回りくどい表現ではなかなか理解してもらえないのだが、実状をリアルに伝えようとすると凄惨さばかりが際立ってしまう。
場合によっては、両親を更に悲しませることになりかねない。
そこのところの言葉選びが悩ましいところだった。

遺族がどう思おうと どう感じようと事実は事実。
回りくどい表現や、耳障りのいいことばかり言っていては仕事にならない。
常識的な礼儀とマナーを守ったうえであれば事務的に流しても問題はない。
あと、真心の伴わない白々しい同情が、かえって遺族に不快感を与えることもある。
“余計な感情移入”と“深い心遣い”の区別もできない独善者にはなりたくなかった私は、言葉は丁寧に、口調はソフトに、内容はストレートに、それを心掛けて状況を説明。
片や両親は、「呆け顔」といったら語弊があるが、まるで知らない言語を聞いているかのような表情。
反応は薄く、私が発する言葉の端々に合わせて規則的に頷くのみ。
それは、私の言葉を嚙み砕いて消化するのではなく、丸呑みして消化不良を起こしているような状態にみえた。


故人は20代前半の男子大学生。
出身は、両親のいる関西の某県、出身高校も全国的に有名な難関進学校。
そして、通っていたのは誰もが見上げる一流大学の理系学部。
しかし、故人はその道に満足せず。
医師になる夢を追い、大学に在籍しながら医学部入試に挑戦することに。
ただ、故人が目指していたのは、「国内最難関」といわれる医学部。
ちょっとやそっとの努力や能力、人並みの脳力や経済力では手は出せないところ。
同じ医師になるにしても、もっと難易度の低い大学はいくらでもあったはず。
故人の能力を鑑みると、私大を含めたら“選び放題”だっただろうに、故人はその道には流れなかったようだった。

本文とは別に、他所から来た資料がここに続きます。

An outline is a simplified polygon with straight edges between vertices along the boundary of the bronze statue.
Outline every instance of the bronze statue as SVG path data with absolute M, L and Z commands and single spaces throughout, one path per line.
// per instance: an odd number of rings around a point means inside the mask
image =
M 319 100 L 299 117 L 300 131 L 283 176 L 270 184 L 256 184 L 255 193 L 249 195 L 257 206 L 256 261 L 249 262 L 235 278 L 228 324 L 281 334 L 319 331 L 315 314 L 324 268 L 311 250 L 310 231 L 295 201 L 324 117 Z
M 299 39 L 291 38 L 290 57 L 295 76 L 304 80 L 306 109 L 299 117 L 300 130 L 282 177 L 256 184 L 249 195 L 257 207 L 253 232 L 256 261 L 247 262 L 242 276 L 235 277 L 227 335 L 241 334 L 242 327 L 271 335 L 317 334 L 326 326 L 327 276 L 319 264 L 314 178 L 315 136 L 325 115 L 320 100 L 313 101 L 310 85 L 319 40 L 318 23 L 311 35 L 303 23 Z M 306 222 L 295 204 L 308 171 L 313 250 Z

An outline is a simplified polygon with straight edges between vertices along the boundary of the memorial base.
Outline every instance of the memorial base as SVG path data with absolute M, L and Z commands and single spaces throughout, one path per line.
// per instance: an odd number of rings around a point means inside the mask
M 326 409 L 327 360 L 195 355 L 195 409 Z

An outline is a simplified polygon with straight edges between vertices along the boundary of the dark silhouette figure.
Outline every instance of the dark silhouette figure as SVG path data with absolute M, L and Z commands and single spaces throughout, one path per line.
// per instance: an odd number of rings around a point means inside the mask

大学生と受験生、二足の草鞋を履いた生活を維持するには金も時間もいる。
しかも、目指すのは医学部。
更に、住居は、「学生の一人暮しには贅沢過ぎるんじゃない?」と思われるくらいの部屋。
平凡な額の金銭では済まされないはず。
ただ、両親は共に医師で医院を経営。
“超”がつくかどうはわからないながら富裕層に間違いなし。
多くの大学生が「奨学金」という名の借金を背負い、学業を圧してまでアルバイトに精を出さざるを得ない時代にあって、金の心配が要らず夢に向かって突っ走れる環境にあった故人は「恵まれている」としか言いようがなかった。

とは言え、故人にとっては大変なチャレンジだったはず。
同時に、充実した日々でもあっただろう。
そんな中、故人の中の何かが変わった・・・
故人の中で何かが起こった・・・
医師への道は、“親の夢”を“自分の夢”と錯覚して選んだものか・・・
一つだったはずの親子の夢が、ちょっとした行き違いをキッカケに乖離していったのか・・・
そして、結局、一流大学で医師を目指すことの意味を見失ったのか・・・
しかし、故人は、既に一流大学の学生。
医師になれなくても、明るい未来が見通せる境遇。
しかも、裕福な家庭で、言わば、「親ガチャに当たった勝ち組候補」。
そんな故人の自死について、俗人(私)の頭には「何故?」という疑念ばかりが巡った。


自死の衝撃・・・
息子を失った悲しみ・・・
どう責任をとるべきか、それは負いきれるものなのか・・・
不安・怒り・悲哀・苦悩・後悔・葛藤・絶望・・・それらが制御不能で殴り合っている・・・
そんな心模様が、両親の顔に色濃く表れていた。
一方の不動産会社の主張や要求は、私の解釈としても「正当」と見なせるもの。
両親は、それに対して抗弁する術を持たず。
そもそも、そんな気力もなさそう。
故人の後始末が両親にとって辛い道程になることは明らかだったが、平和的に進めることができそうな予感がして、少しだけホッとした。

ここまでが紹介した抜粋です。